# Homework 4: A New Golden Age for Computer Architecture

Pupipat Singkhorn

November 18, 2024

## Introduction

We live in a world that is constantly changing. As you graduate from this course, you should keep up with current trends and emerging techniques. This assignment serves as a practice for your lifelong learning journey. You will read a review article that talks about the past, the present, and the future of computer architecture. Even though the past might seem boring and irrelevant at first, you will notice that many of the techniques in the past keep reappearing in new forms. This is true in many fields of study. You will find many concepts that we learned in the course, and it should serve as a good review. This exercise will have you read and answer questions based on a recent article by computer architecture experts, John L. Hennessy and David A. Patterson. You can access the article by going to the materials section in MCV. Lastly, important concepts from this article will also appear in the final exam.

## Questions

1. According to the CPU time formula, why is RISC better than CISC?

#### Answer:

CPU Time = Instruction Count  $\times$  Cycles Per Instruction (CPI)  $\times$  Cycle Time

- (a) Lower CPI: simpler instructions, but at the cost of the number of instructions.
- (b) Faster clock: shorter cycle time.
- 2. Why did the 'Itanic' ISA become unused?

**Answer:** It struggled to achieve high performance for integer programs that had less predictable cache misses or less-predictable branches. It also faced challenges with x86 compatibility and market adoption.

3. What type of parallel architecture according to Flynn's taxonomy is Itanic?

**Answer:** Multiple Instruction Multiple Data (MIMD)

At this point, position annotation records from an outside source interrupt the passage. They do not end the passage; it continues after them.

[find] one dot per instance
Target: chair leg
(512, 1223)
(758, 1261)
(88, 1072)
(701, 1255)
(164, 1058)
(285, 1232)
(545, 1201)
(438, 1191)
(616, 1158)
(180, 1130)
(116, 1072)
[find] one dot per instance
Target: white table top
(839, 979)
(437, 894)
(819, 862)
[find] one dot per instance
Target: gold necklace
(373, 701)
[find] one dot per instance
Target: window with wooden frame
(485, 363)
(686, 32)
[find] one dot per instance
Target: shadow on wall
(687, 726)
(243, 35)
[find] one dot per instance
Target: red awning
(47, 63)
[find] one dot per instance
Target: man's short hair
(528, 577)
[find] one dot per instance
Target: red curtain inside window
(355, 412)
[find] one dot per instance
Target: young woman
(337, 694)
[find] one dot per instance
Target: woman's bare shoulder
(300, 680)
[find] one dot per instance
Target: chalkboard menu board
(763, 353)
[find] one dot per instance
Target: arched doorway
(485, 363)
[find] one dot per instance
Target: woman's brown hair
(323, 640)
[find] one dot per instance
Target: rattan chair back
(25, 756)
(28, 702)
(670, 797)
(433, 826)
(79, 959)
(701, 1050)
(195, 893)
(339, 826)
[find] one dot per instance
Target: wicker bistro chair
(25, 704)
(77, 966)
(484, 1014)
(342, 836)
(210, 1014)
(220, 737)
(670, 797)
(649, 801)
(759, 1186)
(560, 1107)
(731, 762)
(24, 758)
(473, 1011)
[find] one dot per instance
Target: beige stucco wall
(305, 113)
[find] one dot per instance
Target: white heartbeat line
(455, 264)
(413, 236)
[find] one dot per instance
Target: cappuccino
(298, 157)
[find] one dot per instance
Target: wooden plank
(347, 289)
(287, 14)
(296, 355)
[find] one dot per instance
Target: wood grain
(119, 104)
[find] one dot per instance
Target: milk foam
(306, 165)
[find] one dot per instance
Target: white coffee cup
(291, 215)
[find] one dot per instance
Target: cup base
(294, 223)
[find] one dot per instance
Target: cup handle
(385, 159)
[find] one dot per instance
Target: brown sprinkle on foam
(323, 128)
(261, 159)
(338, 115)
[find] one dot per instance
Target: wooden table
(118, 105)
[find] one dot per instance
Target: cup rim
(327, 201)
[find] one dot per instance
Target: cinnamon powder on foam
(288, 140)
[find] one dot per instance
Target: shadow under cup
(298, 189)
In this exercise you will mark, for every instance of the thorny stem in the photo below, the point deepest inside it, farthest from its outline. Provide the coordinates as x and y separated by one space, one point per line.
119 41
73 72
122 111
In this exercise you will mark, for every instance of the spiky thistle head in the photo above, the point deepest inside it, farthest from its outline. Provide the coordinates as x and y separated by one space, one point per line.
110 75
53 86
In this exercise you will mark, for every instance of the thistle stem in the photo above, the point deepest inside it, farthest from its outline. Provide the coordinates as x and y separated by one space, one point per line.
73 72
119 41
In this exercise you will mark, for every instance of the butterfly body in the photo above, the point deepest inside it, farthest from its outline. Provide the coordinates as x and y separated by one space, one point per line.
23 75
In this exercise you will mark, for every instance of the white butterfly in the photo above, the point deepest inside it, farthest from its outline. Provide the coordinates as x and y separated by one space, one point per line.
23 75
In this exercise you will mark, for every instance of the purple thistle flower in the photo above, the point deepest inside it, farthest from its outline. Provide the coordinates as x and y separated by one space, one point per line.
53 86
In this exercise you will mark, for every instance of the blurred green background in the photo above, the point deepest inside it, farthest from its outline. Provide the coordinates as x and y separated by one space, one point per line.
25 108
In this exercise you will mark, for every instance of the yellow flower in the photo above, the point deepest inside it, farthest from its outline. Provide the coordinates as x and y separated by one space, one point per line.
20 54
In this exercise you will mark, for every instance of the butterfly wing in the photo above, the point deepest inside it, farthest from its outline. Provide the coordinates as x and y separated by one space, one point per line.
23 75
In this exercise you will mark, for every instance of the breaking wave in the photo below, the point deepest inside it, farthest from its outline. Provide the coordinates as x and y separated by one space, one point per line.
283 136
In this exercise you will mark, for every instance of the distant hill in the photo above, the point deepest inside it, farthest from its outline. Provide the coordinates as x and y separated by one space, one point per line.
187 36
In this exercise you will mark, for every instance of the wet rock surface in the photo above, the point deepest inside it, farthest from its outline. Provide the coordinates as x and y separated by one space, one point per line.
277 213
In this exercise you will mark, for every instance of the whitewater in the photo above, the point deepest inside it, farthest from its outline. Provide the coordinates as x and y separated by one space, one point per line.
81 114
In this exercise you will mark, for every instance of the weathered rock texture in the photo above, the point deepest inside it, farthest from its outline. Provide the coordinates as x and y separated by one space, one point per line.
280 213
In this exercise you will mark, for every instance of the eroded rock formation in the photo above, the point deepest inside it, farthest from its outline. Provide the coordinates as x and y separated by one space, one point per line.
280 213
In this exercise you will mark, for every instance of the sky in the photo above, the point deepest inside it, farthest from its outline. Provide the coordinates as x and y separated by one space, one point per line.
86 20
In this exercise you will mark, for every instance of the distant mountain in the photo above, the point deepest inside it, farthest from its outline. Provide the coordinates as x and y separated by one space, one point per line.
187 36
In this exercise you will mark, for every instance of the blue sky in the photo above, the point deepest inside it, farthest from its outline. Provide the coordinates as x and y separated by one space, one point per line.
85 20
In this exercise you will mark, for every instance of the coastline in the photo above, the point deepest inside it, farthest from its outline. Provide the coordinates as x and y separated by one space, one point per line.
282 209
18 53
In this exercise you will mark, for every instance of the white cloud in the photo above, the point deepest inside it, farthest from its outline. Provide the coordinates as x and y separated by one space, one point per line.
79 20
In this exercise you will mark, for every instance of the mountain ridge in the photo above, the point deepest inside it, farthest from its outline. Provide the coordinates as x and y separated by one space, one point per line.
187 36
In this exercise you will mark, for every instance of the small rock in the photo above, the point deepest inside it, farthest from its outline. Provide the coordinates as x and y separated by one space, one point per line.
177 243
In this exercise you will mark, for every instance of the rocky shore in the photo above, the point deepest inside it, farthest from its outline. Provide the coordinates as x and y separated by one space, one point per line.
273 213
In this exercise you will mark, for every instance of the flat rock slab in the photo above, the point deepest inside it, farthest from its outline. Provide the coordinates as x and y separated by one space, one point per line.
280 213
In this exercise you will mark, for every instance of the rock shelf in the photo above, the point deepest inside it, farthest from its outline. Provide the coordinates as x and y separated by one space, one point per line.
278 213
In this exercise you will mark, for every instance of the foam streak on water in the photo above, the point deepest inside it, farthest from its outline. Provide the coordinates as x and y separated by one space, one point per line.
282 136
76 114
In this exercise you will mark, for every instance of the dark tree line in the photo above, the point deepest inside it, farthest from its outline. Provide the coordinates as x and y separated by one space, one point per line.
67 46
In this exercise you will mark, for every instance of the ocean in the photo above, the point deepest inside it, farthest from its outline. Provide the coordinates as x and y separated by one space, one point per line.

4. Explain 'Dennard scaling' in your own words.

Answer:

Power density = 
$$\frac{\text{Power }(\downarrow)}{\text{Area }(\downarrow)}$$
 = Constant

Transistors get smaller(area decrease), their power density(power/area) stays constant.

5. Why is it not practical to keep increasing the number of pipeline stages and thus increasing the ILP?

#### Answer:

- (a) **Branch Misprediction Inefficiency**: Increasing ILP amplifies the impact of branch mispredictions, leading to wasted computational work and energy.
- (b) **Accuracy Challenge**: Achieving high prediction accuracy is particularly difficult for general-purpose programs with unpredictable branching patterns.
- (c) Limited Practical Gains: Frequent mispredictions reduce the performance and energy efficiency benefits of increased ILP, making it less practical for most workloads.
- 6. According to Figure 5, when 8% of the time is serial, what is the percentage of energy wasted by a 45-processor configuration?

#### Answer:



.:. Energy Wasted = 
$$1 - \frac{10}{45} = 0.7778 = 77.78\%$$

7. Why can VLIW be a good fit for DSA?

**Answer:** VLIW (Very Long Instruction Word) suits DSAs (Domain-Specific Architectures) as it exploits predictable parallelism, simplifies hardware by relying on static scheduling, and achieves energy efficiency, making it ideal for specialized, repetitive workloads.

8. What is your impression regarding Figure 7? Does it change your view of how to program? What are the things that you should be aware of in order to write more efficient software?

#### Answer:

## Impression of figure 7.

It shows a dramatic and significant performance improvement, with approximately a 10x speedup from Python to C and up to a 60,000x boost using SIMD optimization.

## Does it change my view of how to program?

Yes, it reinforces the importance of understanding the underlying hardware and choosing the right tools and techniques for computationally intensive tasks.

## Things to be aware of to write more efficient software.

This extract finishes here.